A while ago I read the machine learning paper Deep Equilibrium Models, which proposes to use a neural network model as follows: (1) during the forward pass, run a fixed point iteration $z_{n+1} = f(z_n, x)$ until convergence. To update the model via gradient descent, one can use the implicit function theorem.
This got me thinking: What kind of functions can be computed in this way? I suspect that similar to RNNs, one could maybe show Turing completeness (Siegelmann & Sontag 1992). First we need a formalization of what we mean with "fixed-point computability". Towards this end, I came up with the following definition:
We say a computable function $f\colon X\to Y$ is fixed-point computable if and only if there exists a finite dimensional space $Z$, an elementary computable function $g$ and constants $c_1$, $c_2$ such that the following diagram commutes:
- $X, Y,Z$ are assumed to be finite dimensional real vector spaces (or appropriate subsets thereof).
- Regarding elementary computability, a couple of different definitions seem possible:
- Polynomial functions, i.e. everything that can be done with a finite number of additions and products
- Rational functions, i.e. everything that can be done with a finite number of additions, multiplications, or divisions.

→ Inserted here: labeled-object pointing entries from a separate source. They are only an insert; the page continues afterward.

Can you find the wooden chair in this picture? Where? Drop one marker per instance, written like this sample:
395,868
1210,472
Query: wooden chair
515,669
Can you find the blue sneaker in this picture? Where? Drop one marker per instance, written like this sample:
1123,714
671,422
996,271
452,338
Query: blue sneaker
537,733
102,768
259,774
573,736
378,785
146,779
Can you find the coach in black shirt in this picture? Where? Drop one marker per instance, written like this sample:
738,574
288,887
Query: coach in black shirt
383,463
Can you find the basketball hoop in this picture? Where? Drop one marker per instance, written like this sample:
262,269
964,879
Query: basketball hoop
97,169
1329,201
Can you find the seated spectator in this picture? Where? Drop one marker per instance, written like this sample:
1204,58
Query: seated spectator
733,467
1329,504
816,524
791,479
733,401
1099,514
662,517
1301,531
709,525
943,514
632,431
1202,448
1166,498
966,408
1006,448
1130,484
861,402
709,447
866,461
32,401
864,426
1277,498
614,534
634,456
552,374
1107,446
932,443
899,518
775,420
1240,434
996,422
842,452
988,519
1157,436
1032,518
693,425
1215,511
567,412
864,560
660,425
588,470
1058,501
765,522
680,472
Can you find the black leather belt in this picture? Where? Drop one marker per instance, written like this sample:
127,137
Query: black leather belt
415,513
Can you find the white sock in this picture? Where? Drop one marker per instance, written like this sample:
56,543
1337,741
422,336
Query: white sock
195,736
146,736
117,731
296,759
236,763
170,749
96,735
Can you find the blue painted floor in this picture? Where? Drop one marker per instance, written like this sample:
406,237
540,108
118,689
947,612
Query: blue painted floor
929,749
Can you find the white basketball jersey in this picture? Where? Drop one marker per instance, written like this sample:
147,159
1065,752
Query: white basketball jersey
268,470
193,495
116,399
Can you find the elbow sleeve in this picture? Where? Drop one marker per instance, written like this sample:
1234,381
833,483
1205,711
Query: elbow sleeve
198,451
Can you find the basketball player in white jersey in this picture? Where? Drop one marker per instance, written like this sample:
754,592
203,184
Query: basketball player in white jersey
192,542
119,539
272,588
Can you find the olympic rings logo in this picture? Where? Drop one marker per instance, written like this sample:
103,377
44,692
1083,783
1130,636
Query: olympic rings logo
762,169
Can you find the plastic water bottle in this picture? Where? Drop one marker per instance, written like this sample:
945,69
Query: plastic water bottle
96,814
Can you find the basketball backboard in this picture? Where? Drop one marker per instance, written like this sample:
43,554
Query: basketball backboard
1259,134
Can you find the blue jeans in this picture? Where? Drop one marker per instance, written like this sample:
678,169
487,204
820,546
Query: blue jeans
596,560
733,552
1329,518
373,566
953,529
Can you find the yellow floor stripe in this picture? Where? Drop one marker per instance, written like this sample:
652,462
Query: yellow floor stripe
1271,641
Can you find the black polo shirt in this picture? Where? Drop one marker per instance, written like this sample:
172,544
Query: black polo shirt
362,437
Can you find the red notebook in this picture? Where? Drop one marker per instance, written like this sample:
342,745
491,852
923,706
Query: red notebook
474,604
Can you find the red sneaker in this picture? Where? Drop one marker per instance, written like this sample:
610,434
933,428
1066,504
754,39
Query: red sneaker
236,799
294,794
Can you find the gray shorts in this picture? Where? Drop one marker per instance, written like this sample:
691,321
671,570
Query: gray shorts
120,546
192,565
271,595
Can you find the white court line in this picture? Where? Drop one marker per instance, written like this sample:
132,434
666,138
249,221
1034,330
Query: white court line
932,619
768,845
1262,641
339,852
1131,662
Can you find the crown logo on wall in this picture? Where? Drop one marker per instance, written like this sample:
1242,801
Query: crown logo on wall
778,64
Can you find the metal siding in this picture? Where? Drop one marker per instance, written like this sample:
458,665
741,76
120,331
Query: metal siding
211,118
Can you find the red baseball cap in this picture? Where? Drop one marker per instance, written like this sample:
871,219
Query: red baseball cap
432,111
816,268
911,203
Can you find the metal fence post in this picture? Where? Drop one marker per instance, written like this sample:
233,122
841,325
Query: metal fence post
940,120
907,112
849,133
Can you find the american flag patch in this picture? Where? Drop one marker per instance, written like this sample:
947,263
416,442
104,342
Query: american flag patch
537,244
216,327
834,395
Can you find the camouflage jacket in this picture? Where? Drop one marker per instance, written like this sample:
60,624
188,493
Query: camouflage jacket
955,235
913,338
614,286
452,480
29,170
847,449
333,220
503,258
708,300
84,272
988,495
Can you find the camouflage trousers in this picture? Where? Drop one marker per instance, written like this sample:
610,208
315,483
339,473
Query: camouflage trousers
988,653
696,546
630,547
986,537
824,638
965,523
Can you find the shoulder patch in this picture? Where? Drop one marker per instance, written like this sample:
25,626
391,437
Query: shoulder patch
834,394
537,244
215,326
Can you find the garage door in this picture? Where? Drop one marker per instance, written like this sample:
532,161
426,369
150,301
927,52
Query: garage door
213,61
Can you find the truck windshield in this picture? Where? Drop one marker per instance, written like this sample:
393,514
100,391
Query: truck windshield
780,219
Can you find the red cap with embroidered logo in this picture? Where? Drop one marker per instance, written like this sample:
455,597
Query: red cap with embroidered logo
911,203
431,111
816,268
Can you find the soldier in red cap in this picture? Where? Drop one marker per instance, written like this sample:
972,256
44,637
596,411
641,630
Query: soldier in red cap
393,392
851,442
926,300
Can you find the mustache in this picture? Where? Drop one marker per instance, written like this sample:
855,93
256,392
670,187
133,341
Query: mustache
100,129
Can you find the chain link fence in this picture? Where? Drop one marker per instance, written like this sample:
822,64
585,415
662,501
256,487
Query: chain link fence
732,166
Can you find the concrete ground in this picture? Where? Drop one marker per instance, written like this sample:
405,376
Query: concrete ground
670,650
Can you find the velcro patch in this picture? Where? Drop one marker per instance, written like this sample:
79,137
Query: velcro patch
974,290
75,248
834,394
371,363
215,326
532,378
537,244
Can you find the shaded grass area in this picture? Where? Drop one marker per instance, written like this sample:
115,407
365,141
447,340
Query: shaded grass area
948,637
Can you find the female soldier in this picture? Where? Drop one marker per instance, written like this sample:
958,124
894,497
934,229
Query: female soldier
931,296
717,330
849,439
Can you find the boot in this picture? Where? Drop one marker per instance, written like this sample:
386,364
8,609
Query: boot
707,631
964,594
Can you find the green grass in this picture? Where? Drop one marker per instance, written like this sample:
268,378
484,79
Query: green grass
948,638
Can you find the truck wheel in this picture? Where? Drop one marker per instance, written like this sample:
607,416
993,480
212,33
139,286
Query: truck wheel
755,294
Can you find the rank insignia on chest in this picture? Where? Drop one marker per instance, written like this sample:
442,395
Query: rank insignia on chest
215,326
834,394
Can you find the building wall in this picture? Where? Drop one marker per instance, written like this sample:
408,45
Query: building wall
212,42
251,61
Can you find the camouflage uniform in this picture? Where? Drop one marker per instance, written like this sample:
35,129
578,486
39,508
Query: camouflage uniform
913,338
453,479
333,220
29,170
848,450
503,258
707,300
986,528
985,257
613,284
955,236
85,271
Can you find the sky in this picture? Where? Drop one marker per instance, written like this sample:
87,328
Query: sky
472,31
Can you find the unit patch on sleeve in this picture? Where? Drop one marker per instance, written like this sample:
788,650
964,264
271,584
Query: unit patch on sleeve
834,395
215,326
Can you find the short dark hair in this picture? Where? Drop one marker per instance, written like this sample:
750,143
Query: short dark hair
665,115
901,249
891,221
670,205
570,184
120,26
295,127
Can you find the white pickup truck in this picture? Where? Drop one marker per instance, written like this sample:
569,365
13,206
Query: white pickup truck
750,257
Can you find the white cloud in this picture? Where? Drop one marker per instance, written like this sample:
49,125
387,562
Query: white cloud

- Piece-wise Polynomial/Rational Functions, i.e. everything that can be done with a finite number of additions, multiplications/divisions or Iverson Brackets / if-else clauses based on the elementary field relations $(<, ≤, =, ≥, >)$, so in particular including functions like $\operatorname{sign}(x)=[x≥ 0]-[x≤ 0]$ or $\max(x, y)= x⋅[x ≥ y] + y⋅[y> x]$
- Note that all of the above function classes have the property that they map rational numbers to rational numbers (given that the coefficients are rational as well)
- Assung convergence, $g^\infty$ denotes the function $g^∞(ξ)=\lim\limits_{n→∞} \underbrace{(g∘g∘…∘ g)}_{n\;\text{times}}(ξ)$
- Note that $g^∞$ does not necessarily map rationals to rationals, even if $g$ does.
- The dimensionality of $Z$ can be interpreted as the "buffer memory" required to carry out the computation
It seems that already with this first draft of a definition, we can show many computable functions are in fact fixed point computable, by bringing them into the required form.
Example
If a function can be represented by a Taylor Series whose coefficients can be computed iteratively by elementary functions, we can bring it into "fixed-point form". Consider for instance
$$ g(x, y, k) = \begin{pmatrix}x, & y+\frac{x^{1/k}}{(1/k)!}, & \frac{1}{\frac{1}{k}+1}\end{pmatrix}$$
Which, when initialized with $y=1$, $k=1$ reproduced the series:
$$ g^{(n)}(x, 1, 1) = \Big(x, ∑_{k=0}^n \frac{x^n}{n!}, \frac{1}{n}\Big) ⟶(x, e^x, 0) $$
Thus, we have proven that the exponential function is (rational) fixed-point computable.
Questions
- Is this a useful definition? How could it be improved? Does there already exist the concept of fixed-point computablity somewhere in the literature?
- Are all computable functions fixed-point computable?